Diving into Summer with George Tooker
By Beth Hamilton
George Tooker’s paintings project a haunting and mysterious realism that make it difficult for a viewer to look away and disengage from his work. Tooker’s distinctive aesthetic voice took hold in a time when the Abstract Expressionists had seized the mainstream of American art. Tooker developed a singular style that remains difficult to categorize. He rejected attempts to label him a Surrealist or Magic Realist. “I am after reality – painting impressed on the mind so hard that it recurs as a dream,” he said, “but I am not after dreams as such, or fantasy.”
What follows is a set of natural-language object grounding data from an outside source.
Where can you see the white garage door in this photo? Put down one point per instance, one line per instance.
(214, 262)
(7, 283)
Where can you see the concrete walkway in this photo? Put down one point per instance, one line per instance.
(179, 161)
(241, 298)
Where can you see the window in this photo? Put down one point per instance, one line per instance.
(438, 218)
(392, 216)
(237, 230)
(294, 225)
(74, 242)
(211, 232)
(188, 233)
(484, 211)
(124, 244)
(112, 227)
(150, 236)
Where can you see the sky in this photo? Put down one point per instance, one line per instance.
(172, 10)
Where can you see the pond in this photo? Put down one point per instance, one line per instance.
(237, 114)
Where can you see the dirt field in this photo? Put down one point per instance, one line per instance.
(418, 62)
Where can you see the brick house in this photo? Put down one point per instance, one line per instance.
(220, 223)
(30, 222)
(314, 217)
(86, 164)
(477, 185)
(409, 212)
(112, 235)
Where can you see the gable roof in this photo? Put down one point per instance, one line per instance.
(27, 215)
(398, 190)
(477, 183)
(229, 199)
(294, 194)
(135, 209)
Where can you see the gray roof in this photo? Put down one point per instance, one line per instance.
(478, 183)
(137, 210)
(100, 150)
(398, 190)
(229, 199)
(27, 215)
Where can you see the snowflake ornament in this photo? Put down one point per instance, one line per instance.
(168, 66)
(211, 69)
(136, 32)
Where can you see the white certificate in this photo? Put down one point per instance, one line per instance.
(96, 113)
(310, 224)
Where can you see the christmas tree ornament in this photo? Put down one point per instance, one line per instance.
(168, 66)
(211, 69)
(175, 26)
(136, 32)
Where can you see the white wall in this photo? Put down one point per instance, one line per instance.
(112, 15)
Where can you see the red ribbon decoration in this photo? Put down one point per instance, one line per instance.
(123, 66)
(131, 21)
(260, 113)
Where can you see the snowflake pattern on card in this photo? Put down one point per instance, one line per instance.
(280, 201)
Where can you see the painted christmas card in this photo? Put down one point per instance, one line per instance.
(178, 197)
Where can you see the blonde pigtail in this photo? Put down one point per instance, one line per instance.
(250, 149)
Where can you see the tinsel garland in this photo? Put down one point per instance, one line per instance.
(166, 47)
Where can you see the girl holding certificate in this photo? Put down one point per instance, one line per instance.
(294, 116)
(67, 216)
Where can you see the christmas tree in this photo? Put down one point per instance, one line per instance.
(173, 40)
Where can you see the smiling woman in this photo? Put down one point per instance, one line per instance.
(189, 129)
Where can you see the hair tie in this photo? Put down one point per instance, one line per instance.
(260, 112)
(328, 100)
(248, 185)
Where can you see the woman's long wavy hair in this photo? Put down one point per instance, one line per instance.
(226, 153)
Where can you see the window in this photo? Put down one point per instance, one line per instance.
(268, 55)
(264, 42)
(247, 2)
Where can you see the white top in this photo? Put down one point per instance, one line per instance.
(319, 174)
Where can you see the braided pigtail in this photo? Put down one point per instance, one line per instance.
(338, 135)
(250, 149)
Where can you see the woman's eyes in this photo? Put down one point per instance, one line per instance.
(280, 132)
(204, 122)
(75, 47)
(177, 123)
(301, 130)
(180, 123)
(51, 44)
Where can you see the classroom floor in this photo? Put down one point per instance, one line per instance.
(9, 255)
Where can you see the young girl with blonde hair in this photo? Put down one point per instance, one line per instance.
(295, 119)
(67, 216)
Tooker was born in 1920 in Brooklyn, to a cocoa broker and a Cuban-born mother. As his father’s circumstances improved, the family moved to Bellport, Long Island. Tooker’s parents insisted he attend Phillips Academy in Andover, Massachusetts as part of a grand plan, which included their son’s enrollment at Harvard University. While submitting to his parent’s educational roadmap, Tooker began taking side trips – spending as much time as possible in the Academy’s studios, experimenting with landscape drawing and watercolors. Academia held little interest for him except for writing poetry. Tooker was named “poet” of his graduating class in 1938.
His parents’ strategy paid off and Tooker was admitted to Harvard. While he pursued some painting and art history courses – he still did not regard himself as an artist. Rather, Tooker’s focus was spent getting his first taste of political activism – developing a social awareness that would eventually infuse his work. He approached his parents about leaving college to study with one of the masters of Social Realism, José Clemente Orozco. His request was denied.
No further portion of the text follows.